What does the dog owner say?
Esser said Mia, adopted from a pit bull rescue organization by her ex-boyfriend in 2007, died in her arms shortly after the shooting. She’s called Maguire’s use of force a “reckless” disregard for her safety, that of her dog and anyone else in the area.
She and animal rights activists who gathered to protest Tuesday outside of the FBI’s offices on Arch Street are calling for Maguire to be held accountable.
“Mia was leashed and shot at an incredibly close — less than 3-foot — distance,” Esser’s sister, Gabriella, told The Inquirer on Tuesday. “I can’t stop thinking about how my sister, Maria, could have been injured or worse.”
What happens now?
Philadelphia police have said once they’ve completed their probe, they will refer the matter to the District Attorney’s Office to determine whether any charges are warranted.
Meanwhile, the FBI is conducting an internal review into Maguire’s use of force, as happens whenever an agent discharges a weapon.
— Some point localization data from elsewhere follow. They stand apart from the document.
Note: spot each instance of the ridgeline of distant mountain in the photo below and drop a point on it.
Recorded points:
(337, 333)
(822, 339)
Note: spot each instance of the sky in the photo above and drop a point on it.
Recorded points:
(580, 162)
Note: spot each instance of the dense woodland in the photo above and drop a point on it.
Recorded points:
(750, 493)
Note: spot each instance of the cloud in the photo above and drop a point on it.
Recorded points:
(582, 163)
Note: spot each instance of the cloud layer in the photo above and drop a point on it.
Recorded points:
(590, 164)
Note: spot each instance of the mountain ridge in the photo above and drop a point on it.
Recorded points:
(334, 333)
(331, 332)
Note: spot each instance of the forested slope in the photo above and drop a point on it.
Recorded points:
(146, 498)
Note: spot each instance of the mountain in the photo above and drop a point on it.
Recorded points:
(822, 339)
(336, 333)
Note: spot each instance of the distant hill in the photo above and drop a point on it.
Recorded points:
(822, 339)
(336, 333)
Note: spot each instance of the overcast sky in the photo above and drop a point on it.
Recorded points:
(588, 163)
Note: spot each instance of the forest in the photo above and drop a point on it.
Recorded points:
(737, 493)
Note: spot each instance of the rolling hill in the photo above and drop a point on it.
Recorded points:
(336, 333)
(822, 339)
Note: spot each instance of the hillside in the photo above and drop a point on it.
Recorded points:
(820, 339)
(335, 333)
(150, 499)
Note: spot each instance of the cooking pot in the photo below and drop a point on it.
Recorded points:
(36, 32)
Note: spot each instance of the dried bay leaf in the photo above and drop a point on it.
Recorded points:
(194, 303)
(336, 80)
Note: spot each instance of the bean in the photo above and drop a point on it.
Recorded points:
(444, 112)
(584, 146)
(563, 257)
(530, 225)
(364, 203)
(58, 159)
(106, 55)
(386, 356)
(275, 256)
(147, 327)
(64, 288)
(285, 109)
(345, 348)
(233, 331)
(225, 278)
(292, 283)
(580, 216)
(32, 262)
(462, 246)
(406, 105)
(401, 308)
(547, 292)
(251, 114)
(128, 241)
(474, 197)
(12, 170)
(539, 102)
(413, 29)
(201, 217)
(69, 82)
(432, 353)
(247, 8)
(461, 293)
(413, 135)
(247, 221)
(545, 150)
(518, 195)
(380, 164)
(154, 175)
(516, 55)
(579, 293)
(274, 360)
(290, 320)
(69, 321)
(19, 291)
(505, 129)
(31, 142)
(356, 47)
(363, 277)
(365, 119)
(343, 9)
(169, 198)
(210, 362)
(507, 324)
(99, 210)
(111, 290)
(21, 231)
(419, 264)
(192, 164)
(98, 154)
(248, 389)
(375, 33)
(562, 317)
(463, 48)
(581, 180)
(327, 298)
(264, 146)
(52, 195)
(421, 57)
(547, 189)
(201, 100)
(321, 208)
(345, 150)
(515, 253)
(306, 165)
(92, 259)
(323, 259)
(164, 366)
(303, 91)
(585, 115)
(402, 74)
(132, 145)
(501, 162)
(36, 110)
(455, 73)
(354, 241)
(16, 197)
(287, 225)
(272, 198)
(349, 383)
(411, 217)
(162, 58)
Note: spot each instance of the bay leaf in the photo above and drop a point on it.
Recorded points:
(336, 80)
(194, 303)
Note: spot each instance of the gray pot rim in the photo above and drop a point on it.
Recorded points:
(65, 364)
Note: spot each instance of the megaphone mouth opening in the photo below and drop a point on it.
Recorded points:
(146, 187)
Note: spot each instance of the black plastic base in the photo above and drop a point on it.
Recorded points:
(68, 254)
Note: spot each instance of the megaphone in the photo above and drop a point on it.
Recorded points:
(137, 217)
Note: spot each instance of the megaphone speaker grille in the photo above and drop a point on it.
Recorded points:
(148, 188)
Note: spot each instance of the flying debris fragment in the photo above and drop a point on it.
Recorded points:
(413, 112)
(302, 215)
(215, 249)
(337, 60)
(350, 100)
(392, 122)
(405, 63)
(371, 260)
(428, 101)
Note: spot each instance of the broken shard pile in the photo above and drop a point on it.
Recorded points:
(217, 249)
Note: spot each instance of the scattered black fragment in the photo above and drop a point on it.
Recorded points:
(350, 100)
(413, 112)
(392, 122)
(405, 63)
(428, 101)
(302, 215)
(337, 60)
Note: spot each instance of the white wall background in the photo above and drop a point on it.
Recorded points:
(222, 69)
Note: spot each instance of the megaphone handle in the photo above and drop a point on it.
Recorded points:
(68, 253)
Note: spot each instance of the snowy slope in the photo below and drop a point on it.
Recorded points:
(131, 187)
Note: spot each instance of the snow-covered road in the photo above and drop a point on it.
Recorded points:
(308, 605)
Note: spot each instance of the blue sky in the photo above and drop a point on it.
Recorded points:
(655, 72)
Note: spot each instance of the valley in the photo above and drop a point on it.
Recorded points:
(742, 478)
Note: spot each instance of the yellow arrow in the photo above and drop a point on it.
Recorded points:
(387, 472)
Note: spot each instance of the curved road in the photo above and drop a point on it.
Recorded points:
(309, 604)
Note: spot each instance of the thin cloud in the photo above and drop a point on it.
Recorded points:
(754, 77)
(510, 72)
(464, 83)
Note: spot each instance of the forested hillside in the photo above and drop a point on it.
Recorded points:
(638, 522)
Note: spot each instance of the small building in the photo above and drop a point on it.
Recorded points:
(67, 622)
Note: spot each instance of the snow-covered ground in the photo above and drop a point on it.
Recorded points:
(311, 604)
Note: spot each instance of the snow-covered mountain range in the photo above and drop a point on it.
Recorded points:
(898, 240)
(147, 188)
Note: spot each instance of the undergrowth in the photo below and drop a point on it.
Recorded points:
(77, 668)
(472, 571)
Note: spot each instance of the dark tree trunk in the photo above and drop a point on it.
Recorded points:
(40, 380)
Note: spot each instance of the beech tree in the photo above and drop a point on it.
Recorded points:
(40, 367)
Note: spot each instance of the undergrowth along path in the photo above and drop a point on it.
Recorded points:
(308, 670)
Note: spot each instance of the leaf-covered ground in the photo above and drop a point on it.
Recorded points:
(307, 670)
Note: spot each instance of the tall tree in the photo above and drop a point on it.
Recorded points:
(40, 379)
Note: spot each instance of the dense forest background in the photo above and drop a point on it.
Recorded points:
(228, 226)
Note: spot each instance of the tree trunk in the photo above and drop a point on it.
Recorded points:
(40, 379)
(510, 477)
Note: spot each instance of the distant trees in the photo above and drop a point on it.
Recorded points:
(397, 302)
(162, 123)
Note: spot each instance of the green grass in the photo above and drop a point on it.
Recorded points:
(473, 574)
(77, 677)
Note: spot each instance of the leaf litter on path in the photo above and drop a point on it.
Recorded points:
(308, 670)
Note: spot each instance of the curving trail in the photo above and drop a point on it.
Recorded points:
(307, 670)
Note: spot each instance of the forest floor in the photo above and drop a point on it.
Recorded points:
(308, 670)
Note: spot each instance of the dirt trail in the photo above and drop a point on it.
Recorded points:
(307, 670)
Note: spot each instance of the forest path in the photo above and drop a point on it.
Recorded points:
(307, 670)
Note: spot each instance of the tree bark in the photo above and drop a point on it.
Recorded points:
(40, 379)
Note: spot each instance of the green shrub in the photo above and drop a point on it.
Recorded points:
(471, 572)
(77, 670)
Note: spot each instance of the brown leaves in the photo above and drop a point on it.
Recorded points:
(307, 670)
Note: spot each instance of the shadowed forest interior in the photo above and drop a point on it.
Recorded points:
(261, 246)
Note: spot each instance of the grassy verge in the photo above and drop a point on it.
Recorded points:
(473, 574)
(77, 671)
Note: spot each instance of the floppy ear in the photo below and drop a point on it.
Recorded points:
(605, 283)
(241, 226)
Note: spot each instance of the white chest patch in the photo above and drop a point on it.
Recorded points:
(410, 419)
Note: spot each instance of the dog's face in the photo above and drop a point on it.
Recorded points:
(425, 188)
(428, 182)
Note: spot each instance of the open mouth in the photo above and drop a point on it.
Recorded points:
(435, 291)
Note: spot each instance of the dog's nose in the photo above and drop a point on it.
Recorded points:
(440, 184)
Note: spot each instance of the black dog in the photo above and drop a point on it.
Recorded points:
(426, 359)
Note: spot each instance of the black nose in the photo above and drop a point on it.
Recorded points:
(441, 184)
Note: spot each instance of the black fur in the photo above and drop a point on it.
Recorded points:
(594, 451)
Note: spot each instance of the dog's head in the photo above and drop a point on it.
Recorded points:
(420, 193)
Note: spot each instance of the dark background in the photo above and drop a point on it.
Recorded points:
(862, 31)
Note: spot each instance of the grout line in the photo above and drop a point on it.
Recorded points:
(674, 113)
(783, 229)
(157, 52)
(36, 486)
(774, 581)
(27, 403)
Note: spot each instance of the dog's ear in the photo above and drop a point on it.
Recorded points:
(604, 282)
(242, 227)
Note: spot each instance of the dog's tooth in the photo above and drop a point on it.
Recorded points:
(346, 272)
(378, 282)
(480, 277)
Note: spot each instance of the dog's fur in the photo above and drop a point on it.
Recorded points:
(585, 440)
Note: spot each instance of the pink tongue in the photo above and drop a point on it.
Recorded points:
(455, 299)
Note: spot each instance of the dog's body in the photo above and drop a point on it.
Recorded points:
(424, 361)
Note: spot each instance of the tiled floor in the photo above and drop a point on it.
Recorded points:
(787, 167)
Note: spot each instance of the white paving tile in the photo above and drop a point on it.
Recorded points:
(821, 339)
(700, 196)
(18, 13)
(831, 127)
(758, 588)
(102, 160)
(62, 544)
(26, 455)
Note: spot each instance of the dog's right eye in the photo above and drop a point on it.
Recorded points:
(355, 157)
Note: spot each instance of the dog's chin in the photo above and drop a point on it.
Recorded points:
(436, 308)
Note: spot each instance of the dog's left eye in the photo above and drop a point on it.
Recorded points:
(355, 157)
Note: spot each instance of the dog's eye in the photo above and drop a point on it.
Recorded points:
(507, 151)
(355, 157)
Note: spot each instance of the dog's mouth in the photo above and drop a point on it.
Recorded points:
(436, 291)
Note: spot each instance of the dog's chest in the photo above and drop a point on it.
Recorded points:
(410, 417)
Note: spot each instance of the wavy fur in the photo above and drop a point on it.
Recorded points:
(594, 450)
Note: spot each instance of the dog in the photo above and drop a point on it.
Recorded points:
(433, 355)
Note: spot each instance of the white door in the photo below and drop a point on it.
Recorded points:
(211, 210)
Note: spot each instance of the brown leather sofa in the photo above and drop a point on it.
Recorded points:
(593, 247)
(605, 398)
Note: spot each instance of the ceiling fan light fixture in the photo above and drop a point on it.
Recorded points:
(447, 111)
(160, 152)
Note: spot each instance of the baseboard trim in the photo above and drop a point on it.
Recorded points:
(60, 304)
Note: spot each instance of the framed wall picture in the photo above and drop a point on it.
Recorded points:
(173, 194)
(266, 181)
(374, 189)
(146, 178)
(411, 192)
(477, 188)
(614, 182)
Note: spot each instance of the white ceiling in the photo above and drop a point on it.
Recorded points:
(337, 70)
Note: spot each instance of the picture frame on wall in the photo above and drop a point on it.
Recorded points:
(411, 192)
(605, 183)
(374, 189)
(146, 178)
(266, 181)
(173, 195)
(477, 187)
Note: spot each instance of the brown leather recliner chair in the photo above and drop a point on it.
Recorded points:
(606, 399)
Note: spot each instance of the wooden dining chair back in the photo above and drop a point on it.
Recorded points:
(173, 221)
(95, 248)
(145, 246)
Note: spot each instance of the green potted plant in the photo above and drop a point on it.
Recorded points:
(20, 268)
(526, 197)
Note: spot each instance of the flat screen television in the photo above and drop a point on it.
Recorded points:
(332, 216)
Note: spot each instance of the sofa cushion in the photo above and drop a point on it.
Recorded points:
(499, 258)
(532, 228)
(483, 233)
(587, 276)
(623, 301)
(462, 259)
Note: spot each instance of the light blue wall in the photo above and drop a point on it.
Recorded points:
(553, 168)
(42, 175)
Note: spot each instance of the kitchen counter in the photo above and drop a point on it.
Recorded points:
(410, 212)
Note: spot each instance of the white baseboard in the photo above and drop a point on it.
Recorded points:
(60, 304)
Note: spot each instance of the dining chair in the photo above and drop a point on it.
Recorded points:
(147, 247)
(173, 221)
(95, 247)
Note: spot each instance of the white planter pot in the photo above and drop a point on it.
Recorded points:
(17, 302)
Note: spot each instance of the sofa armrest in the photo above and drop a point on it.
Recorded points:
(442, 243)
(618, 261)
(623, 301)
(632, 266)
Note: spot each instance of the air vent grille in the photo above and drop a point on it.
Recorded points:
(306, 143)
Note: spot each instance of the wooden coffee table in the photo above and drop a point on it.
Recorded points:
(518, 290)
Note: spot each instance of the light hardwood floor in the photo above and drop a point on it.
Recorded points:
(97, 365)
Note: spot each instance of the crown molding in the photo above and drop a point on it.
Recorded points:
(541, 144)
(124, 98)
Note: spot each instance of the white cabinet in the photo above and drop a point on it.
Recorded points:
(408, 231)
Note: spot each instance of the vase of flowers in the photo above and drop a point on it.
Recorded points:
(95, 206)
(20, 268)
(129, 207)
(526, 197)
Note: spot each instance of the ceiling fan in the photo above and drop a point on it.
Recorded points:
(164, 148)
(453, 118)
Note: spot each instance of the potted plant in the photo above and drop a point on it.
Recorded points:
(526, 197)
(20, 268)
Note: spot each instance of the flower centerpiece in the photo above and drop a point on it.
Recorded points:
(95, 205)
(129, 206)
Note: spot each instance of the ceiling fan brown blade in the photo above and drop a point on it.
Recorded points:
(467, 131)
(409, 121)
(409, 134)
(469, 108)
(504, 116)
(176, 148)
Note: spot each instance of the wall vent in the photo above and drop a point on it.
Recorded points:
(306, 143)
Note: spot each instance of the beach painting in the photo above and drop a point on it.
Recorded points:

Such probes, conducted by a shooting review team sent from FBI headquarters in Washington, typically take place quietly and the bureau does not usually identify the agents involved.
The agent must hand over the firearm used in the incident to investigators.
Could Maguire face discipline or legal consequences?
Department of Justice guidelines say agents are allowed to use force that is “objectively reasonable to effectively gain control of an incident while protecting the safety of themselves and others.”
Those rules say deadly force is justified in the face of “imminent danger of death or serious physical injury” to an agent or someone else.
Though the dog’s shooting remains under investigation, police have said Maguire described the pit bull attacking her dog and then her when she tried to break up the fight between the two animals.
The FBI’s internal review is likely to focus on both whether Maguire was justified in using lethal force against the dog and whether the shooting needlessly endangered Esser — the dog’s owner — or anyone else nearby.